这两个字,让朱逸峰想到所曾看过的网络小说中那些主角的遭遇,难道,这就是所谓的“魂穿”?
可这里是什么地方?
眼前一团漆黑,心下着急的朱逸峰想要站起来,可似乎冻僵的手脚却没有力气撑起身子,尝试几次都失败后,他也就只能耐心地躺在那儿积蓄着力气。
恰在这时那个大嗓门又喊道:
“梁先生,您请这边坐着,各位亲友见礼啦!”
恰在这时只听一个凄惨惨的女声轻轻说道。
“未亡人朱徐氏谢过梁先生!”
未亡人?
听着外面的声音,朱逸峰依心底的疑惑更浓了,这三个听着能让任何“宅男”心跳加速的字眼,却让他整个人都紧张了起来。
难道……
忽然像是想到了什么,他连忙伸手四下摸索着。
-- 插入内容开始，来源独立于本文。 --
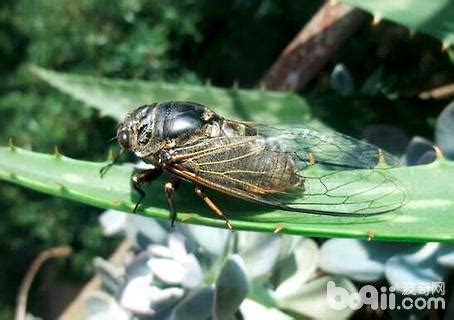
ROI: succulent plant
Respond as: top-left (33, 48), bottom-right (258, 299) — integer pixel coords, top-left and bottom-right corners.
top-left (86, 211), bottom-right (356, 320)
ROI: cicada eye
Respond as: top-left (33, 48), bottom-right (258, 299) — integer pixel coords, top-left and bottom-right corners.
top-left (118, 130), bottom-right (129, 149)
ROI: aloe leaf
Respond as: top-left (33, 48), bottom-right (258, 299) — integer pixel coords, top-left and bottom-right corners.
top-left (341, 0), bottom-right (454, 48)
top-left (32, 67), bottom-right (319, 126)
top-left (0, 146), bottom-right (454, 241)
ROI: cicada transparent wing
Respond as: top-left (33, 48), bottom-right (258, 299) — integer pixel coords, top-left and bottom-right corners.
top-left (167, 125), bottom-right (405, 216)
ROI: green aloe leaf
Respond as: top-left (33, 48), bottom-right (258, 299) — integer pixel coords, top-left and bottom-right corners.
top-left (0, 68), bottom-right (454, 241)
top-left (0, 147), bottom-right (454, 241)
top-left (341, 0), bottom-right (454, 48)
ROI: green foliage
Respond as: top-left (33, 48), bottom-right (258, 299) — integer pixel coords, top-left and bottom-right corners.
top-left (0, 134), bottom-right (454, 242)
top-left (341, 0), bottom-right (454, 47)
top-left (2, 68), bottom-right (454, 241)
top-left (33, 67), bottom-right (316, 124)
top-left (0, 0), bottom-right (453, 319)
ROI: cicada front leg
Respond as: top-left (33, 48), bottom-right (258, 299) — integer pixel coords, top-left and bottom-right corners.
top-left (131, 167), bottom-right (162, 213)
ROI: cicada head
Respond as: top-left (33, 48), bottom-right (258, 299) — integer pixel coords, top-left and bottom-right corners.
top-left (117, 102), bottom-right (215, 162)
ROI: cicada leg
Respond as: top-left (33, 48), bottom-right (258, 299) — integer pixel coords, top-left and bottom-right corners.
top-left (131, 167), bottom-right (162, 213)
top-left (194, 186), bottom-right (233, 231)
top-left (164, 176), bottom-right (180, 227)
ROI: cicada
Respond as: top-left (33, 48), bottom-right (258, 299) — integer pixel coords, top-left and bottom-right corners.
top-left (111, 102), bottom-right (405, 229)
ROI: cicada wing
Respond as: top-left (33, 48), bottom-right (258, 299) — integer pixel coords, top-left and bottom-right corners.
top-left (255, 126), bottom-right (406, 216)
top-left (169, 125), bottom-right (405, 216)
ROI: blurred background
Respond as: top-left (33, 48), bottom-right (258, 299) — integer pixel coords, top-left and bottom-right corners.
top-left (0, 0), bottom-right (454, 319)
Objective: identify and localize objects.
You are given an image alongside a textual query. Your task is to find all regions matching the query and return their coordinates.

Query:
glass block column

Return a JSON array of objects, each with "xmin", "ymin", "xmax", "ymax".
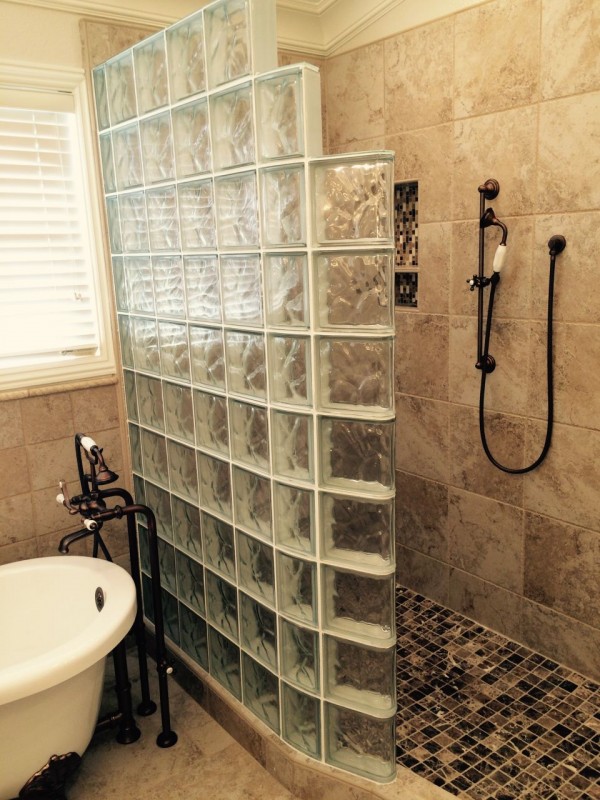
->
[{"xmin": 93, "ymin": 0, "xmax": 395, "ymax": 781}]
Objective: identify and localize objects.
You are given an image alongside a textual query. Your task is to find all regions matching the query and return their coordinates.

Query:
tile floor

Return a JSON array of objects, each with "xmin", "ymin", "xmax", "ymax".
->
[{"xmin": 396, "ymin": 588, "xmax": 600, "ymax": 800}]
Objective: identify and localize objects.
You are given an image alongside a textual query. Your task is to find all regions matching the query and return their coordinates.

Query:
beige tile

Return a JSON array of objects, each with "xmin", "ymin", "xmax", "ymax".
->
[
  {"xmin": 396, "ymin": 471, "xmax": 448, "ymax": 561},
  {"xmin": 384, "ymin": 18, "xmax": 454, "ymax": 135},
  {"xmin": 0, "ymin": 400, "xmax": 25, "ymax": 450},
  {"xmin": 522, "ymin": 600, "xmax": 600, "ymax": 681},
  {"xmin": 448, "ymin": 489, "xmax": 523, "ymax": 593},
  {"xmin": 419, "ymin": 222, "xmax": 452, "ymax": 314},
  {"xmin": 385, "ymin": 123, "xmax": 452, "ymax": 224},
  {"xmin": 524, "ymin": 421, "xmax": 600, "ymax": 530},
  {"xmin": 396, "ymin": 547, "xmax": 450, "ymax": 606},
  {"xmin": 524, "ymin": 514, "xmax": 600, "ymax": 628},
  {"xmin": 449, "ymin": 317, "xmax": 530, "ymax": 414},
  {"xmin": 0, "ymin": 493, "xmax": 34, "ymax": 547},
  {"xmin": 0, "ymin": 447, "xmax": 31, "ymax": 498},
  {"xmin": 396, "ymin": 394, "xmax": 449, "ymax": 483},
  {"xmin": 540, "ymin": 0, "xmax": 600, "ymax": 99},
  {"xmin": 452, "ymin": 106, "xmax": 537, "ymax": 221},
  {"xmin": 21, "ymin": 392, "xmax": 75, "ymax": 444},
  {"xmin": 449, "ymin": 405, "xmax": 525, "ymax": 506},
  {"xmin": 325, "ymin": 42, "xmax": 384, "ymax": 147},
  {"xmin": 537, "ymin": 92, "xmax": 600, "ymax": 213},
  {"xmin": 532, "ymin": 212, "xmax": 600, "ymax": 323},
  {"xmin": 454, "ymin": 0, "xmax": 540, "ymax": 118},
  {"xmin": 449, "ymin": 569, "xmax": 522, "ymax": 641},
  {"xmin": 394, "ymin": 309, "xmax": 448, "ymax": 400}
]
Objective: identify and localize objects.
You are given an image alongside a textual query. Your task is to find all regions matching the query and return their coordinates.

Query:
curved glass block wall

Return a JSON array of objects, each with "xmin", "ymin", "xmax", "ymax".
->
[{"xmin": 93, "ymin": 0, "xmax": 395, "ymax": 781}]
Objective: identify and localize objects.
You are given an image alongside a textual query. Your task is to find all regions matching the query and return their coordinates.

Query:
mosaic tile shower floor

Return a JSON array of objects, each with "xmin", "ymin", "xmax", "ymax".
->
[{"xmin": 396, "ymin": 587, "xmax": 600, "ymax": 800}]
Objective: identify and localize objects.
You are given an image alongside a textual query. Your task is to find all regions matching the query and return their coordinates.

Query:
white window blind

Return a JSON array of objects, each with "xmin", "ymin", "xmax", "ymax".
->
[{"xmin": 0, "ymin": 101, "xmax": 99, "ymax": 366}]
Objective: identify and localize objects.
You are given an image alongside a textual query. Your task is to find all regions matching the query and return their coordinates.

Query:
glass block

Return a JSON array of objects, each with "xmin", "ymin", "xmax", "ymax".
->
[
  {"xmin": 202, "ymin": 512, "xmax": 235, "ymax": 581},
  {"xmin": 215, "ymin": 172, "xmax": 259, "ymax": 247},
  {"xmin": 166, "ymin": 12, "xmax": 206, "ymax": 103},
  {"xmin": 112, "ymin": 122, "xmax": 144, "ymax": 192},
  {"xmin": 210, "ymin": 84, "xmax": 255, "ymax": 170},
  {"xmin": 171, "ymin": 495, "xmax": 202, "ymax": 559},
  {"xmin": 322, "ymin": 566, "xmax": 394, "ymax": 640},
  {"xmin": 183, "ymin": 256, "xmax": 221, "ymax": 322},
  {"xmin": 144, "ymin": 481, "xmax": 173, "ymax": 541},
  {"xmin": 171, "ymin": 99, "xmax": 212, "ymax": 178},
  {"xmin": 229, "ymin": 400, "xmax": 269, "ymax": 470},
  {"xmin": 119, "ymin": 192, "xmax": 149, "ymax": 253},
  {"xmin": 256, "ymin": 72, "xmax": 304, "ymax": 159},
  {"xmin": 260, "ymin": 166, "xmax": 306, "ymax": 246},
  {"xmin": 167, "ymin": 439, "xmax": 198, "ymax": 503},
  {"xmin": 177, "ymin": 180, "xmax": 216, "ymax": 250},
  {"xmin": 141, "ymin": 430, "xmax": 169, "ymax": 487},
  {"xmin": 316, "ymin": 251, "xmax": 394, "ymax": 328},
  {"xmin": 233, "ymin": 467, "xmax": 273, "ymax": 539},
  {"xmin": 163, "ymin": 382, "xmax": 194, "ymax": 444},
  {"xmin": 128, "ymin": 423, "xmax": 144, "ymax": 473},
  {"xmin": 280, "ymin": 619, "xmax": 319, "ymax": 692},
  {"xmin": 152, "ymin": 256, "xmax": 185, "ymax": 317},
  {"xmin": 111, "ymin": 256, "xmax": 129, "ymax": 311},
  {"xmin": 242, "ymin": 653, "xmax": 279, "ymax": 733},
  {"xmin": 205, "ymin": 0, "xmax": 251, "ymax": 88},
  {"xmin": 146, "ymin": 187, "xmax": 179, "ymax": 250},
  {"xmin": 325, "ymin": 703, "xmax": 396, "ymax": 781},
  {"xmin": 204, "ymin": 569, "xmax": 238, "ymax": 642},
  {"xmin": 123, "ymin": 256, "xmax": 155, "ymax": 314},
  {"xmin": 269, "ymin": 335, "xmax": 312, "ymax": 405},
  {"xmin": 274, "ymin": 483, "xmax": 315, "ymax": 554},
  {"xmin": 157, "ymin": 537, "xmax": 177, "ymax": 594},
  {"xmin": 194, "ymin": 391, "xmax": 229, "ymax": 455},
  {"xmin": 320, "ymin": 418, "xmax": 394, "ymax": 492},
  {"xmin": 123, "ymin": 370, "xmax": 138, "ymax": 422},
  {"xmin": 190, "ymin": 325, "xmax": 225, "ymax": 389},
  {"xmin": 281, "ymin": 683, "xmax": 321, "ymax": 758},
  {"xmin": 137, "ymin": 374, "xmax": 165, "ymax": 431},
  {"xmin": 271, "ymin": 410, "xmax": 313, "ymax": 480},
  {"xmin": 106, "ymin": 197, "xmax": 123, "ymax": 253},
  {"xmin": 236, "ymin": 531, "xmax": 275, "ymax": 606},
  {"xmin": 104, "ymin": 50, "xmax": 136, "ymax": 125},
  {"xmin": 117, "ymin": 314, "xmax": 134, "ymax": 368},
  {"xmin": 179, "ymin": 603, "xmax": 208, "ymax": 671},
  {"xmin": 323, "ymin": 636, "xmax": 396, "ymax": 716},
  {"xmin": 133, "ymin": 32, "xmax": 169, "ymax": 115},
  {"xmin": 208, "ymin": 625, "xmax": 242, "ymax": 700},
  {"xmin": 314, "ymin": 154, "xmax": 394, "ymax": 244},
  {"xmin": 225, "ymin": 331, "xmax": 267, "ymax": 398},
  {"xmin": 319, "ymin": 338, "xmax": 394, "ymax": 414},
  {"xmin": 158, "ymin": 322, "xmax": 190, "ymax": 381},
  {"xmin": 277, "ymin": 553, "xmax": 317, "ymax": 625},
  {"xmin": 264, "ymin": 253, "xmax": 310, "ymax": 328},
  {"xmin": 198, "ymin": 453, "xmax": 231, "ymax": 519},
  {"xmin": 175, "ymin": 551, "xmax": 205, "ymax": 614},
  {"xmin": 131, "ymin": 317, "xmax": 160, "ymax": 375},
  {"xmin": 221, "ymin": 255, "xmax": 263, "ymax": 325},
  {"xmin": 98, "ymin": 133, "xmax": 117, "ymax": 193},
  {"xmin": 140, "ymin": 111, "xmax": 175, "ymax": 184},
  {"xmin": 240, "ymin": 592, "xmax": 277, "ymax": 669},
  {"xmin": 92, "ymin": 65, "xmax": 110, "ymax": 131}
]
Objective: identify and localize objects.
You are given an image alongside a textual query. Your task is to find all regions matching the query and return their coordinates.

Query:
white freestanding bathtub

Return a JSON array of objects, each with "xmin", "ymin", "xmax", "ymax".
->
[{"xmin": 0, "ymin": 556, "xmax": 136, "ymax": 800}]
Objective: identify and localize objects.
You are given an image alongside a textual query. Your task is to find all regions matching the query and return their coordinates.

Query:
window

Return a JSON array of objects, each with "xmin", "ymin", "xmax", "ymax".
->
[{"xmin": 0, "ymin": 68, "xmax": 114, "ymax": 388}]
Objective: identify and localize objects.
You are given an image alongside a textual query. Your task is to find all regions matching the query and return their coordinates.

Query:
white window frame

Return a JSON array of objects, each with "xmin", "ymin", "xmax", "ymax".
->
[{"xmin": 0, "ymin": 61, "xmax": 116, "ymax": 391}]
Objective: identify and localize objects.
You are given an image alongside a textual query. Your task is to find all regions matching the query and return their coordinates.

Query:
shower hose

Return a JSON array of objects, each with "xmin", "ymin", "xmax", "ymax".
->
[{"xmin": 479, "ymin": 252, "xmax": 556, "ymax": 475}]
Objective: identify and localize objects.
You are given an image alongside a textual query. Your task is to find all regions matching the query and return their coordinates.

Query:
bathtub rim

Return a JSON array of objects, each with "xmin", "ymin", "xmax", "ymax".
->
[{"xmin": 0, "ymin": 556, "xmax": 137, "ymax": 708}]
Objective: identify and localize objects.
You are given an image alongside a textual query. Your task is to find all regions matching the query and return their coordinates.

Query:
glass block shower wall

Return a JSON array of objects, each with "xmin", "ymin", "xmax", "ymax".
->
[{"xmin": 93, "ymin": 0, "xmax": 395, "ymax": 781}]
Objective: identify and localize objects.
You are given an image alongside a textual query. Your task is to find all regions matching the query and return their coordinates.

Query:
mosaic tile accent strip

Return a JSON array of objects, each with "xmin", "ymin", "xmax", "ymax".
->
[
  {"xmin": 394, "ymin": 181, "xmax": 419, "ymax": 269},
  {"xmin": 396, "ymin": 587, "xmax": 600, "ymax": 800}
]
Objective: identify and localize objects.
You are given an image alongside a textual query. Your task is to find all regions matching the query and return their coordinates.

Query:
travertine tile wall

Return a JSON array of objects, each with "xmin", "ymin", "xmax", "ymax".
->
[{"xmin": 324, "ymin": 0, "xmax": 600, "ymax": 678}]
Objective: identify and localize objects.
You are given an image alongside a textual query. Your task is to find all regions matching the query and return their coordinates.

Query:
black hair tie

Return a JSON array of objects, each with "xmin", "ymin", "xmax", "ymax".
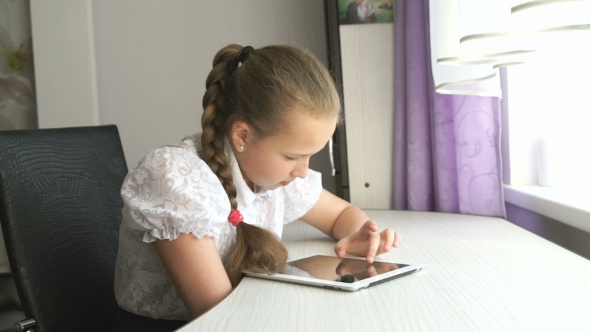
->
[{"xmin": 238, "ymin": 46, "xmax": 254, "ymax": 63}]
刚刚能够动弹的手脚还软绵绵的使不上力气,不过手指一摸到周围的东西,心里顿时一凉——棺材!
自己竟然在棺材中!
老天爷,这是怎么回事?
朱逸峰这才着急起来,可他现在周身无力,却也无可奈何。
难道自己死了?不对啊,朱徐氏?自己什么时候娶老婆了?
还有,朱徐氏?
难道是宿主的老婆?穿越后居然还有一个便宜老婆?
可她又是谁?
相貌如何?
疑惑、紧张、恐惧甚至还有一丝期待种种情绪交织在一起的朱逸峰继续躺在棺材内,慢慢的恢复体力,不知过了多久,然后那个广东腔调的话语再次传入耳中。
“朱太太,如今朱先生已经去世,剩下你孤零零一个人,按道理说,在这个时候,我确实不应该说这件事,但是,朱太太,你是知道的,这债是债,情是情,贵府上需欠下盛成和的债,现在是不是应该……”
突然一阵喧嚷声打断了那生硬的洋腔,一个苍老的声音传了过来。
“姓梁,你这不是欺负人吗?当年你刚来上海的时候,全是我那可怜的哥哥帮衬着,才有你姓梁的今天,现在我大哥刚过身,侄子又身故,都到这份了,你姓梁的不知报恩不说,反而还上门逼债,还有没有一点儿良心,当真是欺负朱徐氏孤零零的一个弱女子嘛!我早说过,广东佬没有一个靠得住的,我那可怜的哥哥非不听我的劝,徐氏,你别怕,我那可怜的哥哥和侄儿去了,可这朱家还有人在那……”
从外间的嘈杂声中,朱逸峰似乎明白了什么,这姓梁的那里是上门拜祭,分明就是趁人死了上门逼债的,这会朱逸峰倒是同情起那朱徐氏了。
从那苍老的话声中,朱逸峰得知了许多信息,这些信息又与脑海中混成一团的记忆碎片连汇着,一时间尽然凌乱非常,以至于完全摸不着头脑
身在棺材中,朱逸峰试着抬起手,朝着头上摸了下,头顶处的似刮过胡须般的感觉,让他的心下微微一颤,甚至强撑着身子,将一直有些搁后背的“棍子”抽出来。
辫子!
当真是辫子!
看来自己真的来到了清朝,一个轻柔温婉的话声传了过来。
“二叔,徐氏自嫁入了朱家的门,就是朱家的媳妇儿,如今少爷去世了,徐氏虽未能给朱家留下一丝血脉,可这朱家的东西,却是公公的血汗,不是谁想拿便能拿的,梁先生,徐氏在这谢过先生吊唁之情,至于朱家欠贵号的银子,待少爷入土后,再行决定,若是有人试图吞没朱家的东西,那到时,徐氏自当告上官府,与他在官府上见分晓!”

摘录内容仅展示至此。